High-Volume-Rate 3-D Ultrasound Imaging Based on Synthetic Aperture Sequential Beamforming With Chirp-Coded Excitation

Three-dimensional (3-D) ultrasound imaging is a promising modality for many medical applications. Unfortunately, it generates voluminous data in the front end, making it unattractive for high-volume-rate portable medical applications. We apply synthetic aperture sequential beamforming (SASB) to greatly compress the front-end receive data. Baseline 3-D SASB has a low volume rate, because subapertures fire one by one. In this paper, we propose to increase the volume rate of 3-D SASB without degrading imaging quality through: 1) transmitting and receiving simultaneously with four subapertures and 2) using linear chirps as the excitation waveform to reduce interference.

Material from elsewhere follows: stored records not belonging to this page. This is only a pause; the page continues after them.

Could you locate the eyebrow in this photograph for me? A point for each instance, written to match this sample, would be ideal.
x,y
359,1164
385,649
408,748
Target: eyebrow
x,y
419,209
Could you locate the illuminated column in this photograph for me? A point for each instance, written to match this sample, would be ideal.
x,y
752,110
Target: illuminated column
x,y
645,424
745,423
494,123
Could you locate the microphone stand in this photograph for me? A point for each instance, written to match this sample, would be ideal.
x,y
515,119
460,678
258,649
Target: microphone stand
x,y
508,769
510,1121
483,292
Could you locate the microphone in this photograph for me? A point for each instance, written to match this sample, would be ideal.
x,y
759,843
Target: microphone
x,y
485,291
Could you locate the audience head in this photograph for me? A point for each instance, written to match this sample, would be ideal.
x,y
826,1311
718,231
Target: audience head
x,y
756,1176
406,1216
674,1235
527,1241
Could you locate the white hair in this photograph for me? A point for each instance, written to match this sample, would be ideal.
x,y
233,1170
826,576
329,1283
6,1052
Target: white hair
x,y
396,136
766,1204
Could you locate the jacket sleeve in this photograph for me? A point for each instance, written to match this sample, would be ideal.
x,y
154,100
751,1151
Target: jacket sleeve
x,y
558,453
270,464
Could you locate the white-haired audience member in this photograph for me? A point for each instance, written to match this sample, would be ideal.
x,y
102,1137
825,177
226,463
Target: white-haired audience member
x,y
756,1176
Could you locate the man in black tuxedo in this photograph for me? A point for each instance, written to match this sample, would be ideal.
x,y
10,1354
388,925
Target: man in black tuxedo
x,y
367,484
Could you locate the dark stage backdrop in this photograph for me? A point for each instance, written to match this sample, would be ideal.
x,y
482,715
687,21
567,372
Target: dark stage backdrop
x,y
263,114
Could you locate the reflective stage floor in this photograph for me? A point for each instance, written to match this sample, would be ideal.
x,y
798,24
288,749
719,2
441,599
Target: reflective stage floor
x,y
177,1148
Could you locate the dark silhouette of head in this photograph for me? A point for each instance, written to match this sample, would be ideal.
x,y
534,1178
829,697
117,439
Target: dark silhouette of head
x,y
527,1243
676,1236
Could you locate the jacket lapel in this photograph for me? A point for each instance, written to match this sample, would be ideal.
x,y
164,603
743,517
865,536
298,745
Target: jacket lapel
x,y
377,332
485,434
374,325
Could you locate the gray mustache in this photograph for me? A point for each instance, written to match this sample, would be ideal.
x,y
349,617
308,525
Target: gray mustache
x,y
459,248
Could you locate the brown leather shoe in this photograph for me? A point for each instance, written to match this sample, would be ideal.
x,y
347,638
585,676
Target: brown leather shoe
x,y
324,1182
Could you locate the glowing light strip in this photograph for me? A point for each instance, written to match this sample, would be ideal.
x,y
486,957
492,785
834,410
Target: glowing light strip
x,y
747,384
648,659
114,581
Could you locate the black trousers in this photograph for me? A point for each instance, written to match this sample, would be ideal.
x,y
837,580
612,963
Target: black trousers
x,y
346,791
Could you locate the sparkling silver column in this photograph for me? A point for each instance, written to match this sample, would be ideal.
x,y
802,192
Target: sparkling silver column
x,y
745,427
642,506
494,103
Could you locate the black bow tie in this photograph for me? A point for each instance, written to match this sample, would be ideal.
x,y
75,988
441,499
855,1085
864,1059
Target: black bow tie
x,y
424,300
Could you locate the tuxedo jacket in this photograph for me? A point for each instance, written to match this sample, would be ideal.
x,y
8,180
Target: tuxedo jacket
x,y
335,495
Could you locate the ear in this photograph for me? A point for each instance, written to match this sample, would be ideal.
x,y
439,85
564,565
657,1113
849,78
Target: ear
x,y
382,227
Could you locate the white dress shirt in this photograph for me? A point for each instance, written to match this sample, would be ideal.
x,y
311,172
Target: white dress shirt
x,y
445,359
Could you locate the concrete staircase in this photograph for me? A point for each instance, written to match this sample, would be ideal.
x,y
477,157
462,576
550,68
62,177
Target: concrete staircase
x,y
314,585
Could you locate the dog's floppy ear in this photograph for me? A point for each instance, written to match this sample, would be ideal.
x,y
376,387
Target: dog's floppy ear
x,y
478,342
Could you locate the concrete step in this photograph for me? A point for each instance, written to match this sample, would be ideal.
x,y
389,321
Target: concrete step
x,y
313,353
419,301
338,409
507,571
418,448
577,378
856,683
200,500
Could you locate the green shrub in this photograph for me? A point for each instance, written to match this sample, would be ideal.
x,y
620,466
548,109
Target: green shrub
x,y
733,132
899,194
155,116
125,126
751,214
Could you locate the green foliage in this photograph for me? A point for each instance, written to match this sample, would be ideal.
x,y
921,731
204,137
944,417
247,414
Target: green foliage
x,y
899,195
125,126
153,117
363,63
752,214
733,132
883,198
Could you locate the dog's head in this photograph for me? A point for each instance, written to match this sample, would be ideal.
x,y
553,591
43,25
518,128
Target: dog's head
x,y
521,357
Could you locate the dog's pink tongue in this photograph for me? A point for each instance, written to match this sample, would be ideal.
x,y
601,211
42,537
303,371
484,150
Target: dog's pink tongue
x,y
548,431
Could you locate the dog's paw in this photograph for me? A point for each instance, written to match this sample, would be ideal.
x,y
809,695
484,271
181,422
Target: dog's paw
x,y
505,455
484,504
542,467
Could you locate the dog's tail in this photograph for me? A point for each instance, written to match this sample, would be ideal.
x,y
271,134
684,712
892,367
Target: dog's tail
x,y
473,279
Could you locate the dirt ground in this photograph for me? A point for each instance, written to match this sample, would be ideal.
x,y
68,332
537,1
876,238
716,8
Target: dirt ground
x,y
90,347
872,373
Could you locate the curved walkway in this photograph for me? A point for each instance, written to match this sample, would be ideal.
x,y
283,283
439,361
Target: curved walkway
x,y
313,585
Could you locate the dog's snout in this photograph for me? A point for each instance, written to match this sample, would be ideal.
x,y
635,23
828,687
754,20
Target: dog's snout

We design four linear chirps that operate on two overlapped frequency bands with chirp pairs in each band having opposite chirp rates. Direct implementation of this firing scheme results in grating lobes. Therefore, we design a sparse array that mitigates the grating lobe levels through optimizing the locations of transducer elements in the bin-based random array. Compared with the baseline 3-D SASB, the proposed method increases the volume rate from 8.56 to 34.2 volumes/s without increasing the front-end computation requirement. Field-II-based cyst simulations show that the proposed method achieves imaging quality comparable with baseline 3-D SASB in both shallow and deep regions.